Great leaders don’t measure success by how involved they are. They measure it by how well their teams perform without them.
That’s why I talk about being an Irrelevant Leader. About making yourself operationally irrelevant, so your team can thrive independently.
Does that sting the ego? Of course. The first time I realized my team was operating better without me, it hurt. But that’s the goal.
When your team is strong enough to succeed without you, you’re free to focus on strategy, vision, and growth.
Why It Matters Now
Today’s leaders are pulled in every direction—strategy, day-to-day operations, always “on.” If we buy into the myth that leadership is about being the hardest worker or the hero, we burn out and drag our teams with us.
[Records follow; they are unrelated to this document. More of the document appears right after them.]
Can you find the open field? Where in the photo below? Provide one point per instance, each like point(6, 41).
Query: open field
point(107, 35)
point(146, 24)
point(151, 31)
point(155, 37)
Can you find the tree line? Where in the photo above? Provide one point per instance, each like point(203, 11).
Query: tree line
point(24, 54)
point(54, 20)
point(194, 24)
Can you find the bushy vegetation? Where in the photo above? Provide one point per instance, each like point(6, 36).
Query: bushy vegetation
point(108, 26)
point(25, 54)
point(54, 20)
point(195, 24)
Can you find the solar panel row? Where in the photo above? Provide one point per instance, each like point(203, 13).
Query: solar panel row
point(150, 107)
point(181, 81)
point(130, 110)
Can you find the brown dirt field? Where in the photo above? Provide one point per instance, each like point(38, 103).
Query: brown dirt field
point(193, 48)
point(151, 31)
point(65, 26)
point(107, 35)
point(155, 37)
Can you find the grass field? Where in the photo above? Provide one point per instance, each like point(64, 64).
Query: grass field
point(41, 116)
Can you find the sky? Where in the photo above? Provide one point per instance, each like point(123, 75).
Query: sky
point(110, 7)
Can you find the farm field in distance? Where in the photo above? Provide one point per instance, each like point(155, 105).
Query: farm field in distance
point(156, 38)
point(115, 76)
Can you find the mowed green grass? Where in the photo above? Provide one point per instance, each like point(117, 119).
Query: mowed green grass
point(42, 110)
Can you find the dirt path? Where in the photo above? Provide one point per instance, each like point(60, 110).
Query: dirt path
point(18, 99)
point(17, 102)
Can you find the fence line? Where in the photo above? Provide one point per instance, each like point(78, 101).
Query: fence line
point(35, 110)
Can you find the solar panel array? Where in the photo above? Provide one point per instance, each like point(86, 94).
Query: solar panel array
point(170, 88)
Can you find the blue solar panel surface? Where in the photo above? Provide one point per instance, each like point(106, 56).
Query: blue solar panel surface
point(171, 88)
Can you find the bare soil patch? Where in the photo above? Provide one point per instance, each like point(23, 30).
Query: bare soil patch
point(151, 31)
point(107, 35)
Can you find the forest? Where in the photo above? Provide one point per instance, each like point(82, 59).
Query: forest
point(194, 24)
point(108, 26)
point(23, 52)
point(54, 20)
But when we lead for our teams, not for ourselves, everything shifts:
We stop being bottlenecks and start being multipliers.
We stop feeding our egos and start building trust.
We build teams that last.
A Simple Question for Every Leader
If you want to know how effective you are as a leader, ask yourself:
“How well can my team move forward if I’m not there?”
If the answer makes you uneasy, you’re not alone. Letting go is uncomfortable. But it’s the only way to build a team that doesn’t need a hero… just a leader who trusts them to lead.
Because in the end, leadership isn’t about you. It’s about building a team that doesn’t need you.